Marcus Aurelius—literally the most powerful man alive—could've been the ultimate toxic alpha. Instead, he wrote about fairness, duty, self-control, and treating people with dignity.
Stoic masculinity is: Strong but not domineering. Confident but not arrogant. Emotional but not reactive. Vulnerable but not weak.
Money: Tool vs God
Chad makes $75K a year. By standards, he's fine.
He's broke. Always.
$800 car payment (for image). $200 on clothes he wears once. $300 on bars. $400 on delivery food.
He's optimizing for looking successful instead of being free.
Seneca was one of the richest men in Rome. His core message:
"Wealth consists not in having great possessions, but in having few wants."
The guy who needs $200K to feel okay is broker than the guy content with $50K.
The Stoic Approach to Money
- Earn ethically (don't exploit, don't cut corners)
- Spend intentionally (needs first, wants second, waste never)
- Save consistently (automate it)
- Invest wisely (long-term, boring, no get-rich-quick)
- Give generously (wealth is for use)
- Hold lightly (practice being okay with less)
Build wealth. Don't worship it.
Discipline: The Only Real Superpower
Chad's gym membership cost him $1,080 over three years.
He went 14 times.
That's $77 per workout.
He signed up January 2nd. Crushed it for two weeks. Then life got busy. Then tired. Then cold.
Three years later. Exactly where he started. Except $1,080 poorer.
Motivation is an emotion. Emotions are unreliable.
Discipline is showing up regardless.
Building the Discipline Muscle
Start ridiculously small: Not seven days a week. Commit to 10 minutes, three times a week.

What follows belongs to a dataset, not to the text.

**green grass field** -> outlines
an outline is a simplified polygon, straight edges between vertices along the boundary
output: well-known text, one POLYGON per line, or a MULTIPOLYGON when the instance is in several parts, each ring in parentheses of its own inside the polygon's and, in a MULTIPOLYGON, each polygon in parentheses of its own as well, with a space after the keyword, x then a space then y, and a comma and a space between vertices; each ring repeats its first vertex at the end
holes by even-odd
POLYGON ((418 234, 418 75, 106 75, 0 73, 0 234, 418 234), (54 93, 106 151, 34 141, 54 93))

Remove decision fatigue: Same time, every day. Same place. Same trigger.
Track it: Check off the days. Review weekly.
Stack the commitment: Once the first habit is automatic (30-60 days), add another.
"The impediment to action advances action. What stands in the way becomes the way."
Virtue in Daily Life
At work:
- Courage: Take the risk, speak up, ask for the raise
- Justice: Treat everyone fairly, give credit, take responsibility
- Wisdom: Know when to push and when to let go
- Temperance: Don't burn out chasing the promotion
In conflict:
- Courage: Have the hard conversation
- Justice: Listen to the other perspective first
- Wisdom: Choose battles based on principle, not ego
- Temperance: Respond thoughtfully, not reactively
Virtue is not a destination. It's a direction. You're not trying to be perfect. You're trying to be better than yesterday.
Your Move: Daily Virtue Check
Morning (3 minutes)
Before your day starts:
- Courage: What am I avoiding that I need to face today?
- Justice: Who do I need to treat better today?
- Wisdom: What do I need to learn or accept today?
- Temperance: What impulse will I need to control today?
Evening (5 minutes)
Before bed, review:
- Courage: Where did I show up bravely? Where did I avoid?
- Justice: Where did I treat people fairly? Where did I fall short?
- Wisdom: What did I learn? What mistake did I repeat?
- Temperance: Where did I show discipline? Where did I give in?
Stoic Slap
"Waste no more time arguing what a good man should be. Be one."
Today, right now:
- Morning Virtue Check: Answer the four questions
- Set a daily reminder: "Am I acting with courage, justice, wisdom, and temperance?"
- Evening Virtue Audit: Review your day through the virtue lens
Start building character. One day, one choice, one virtue at a time.
That's how you become unfuckwithable.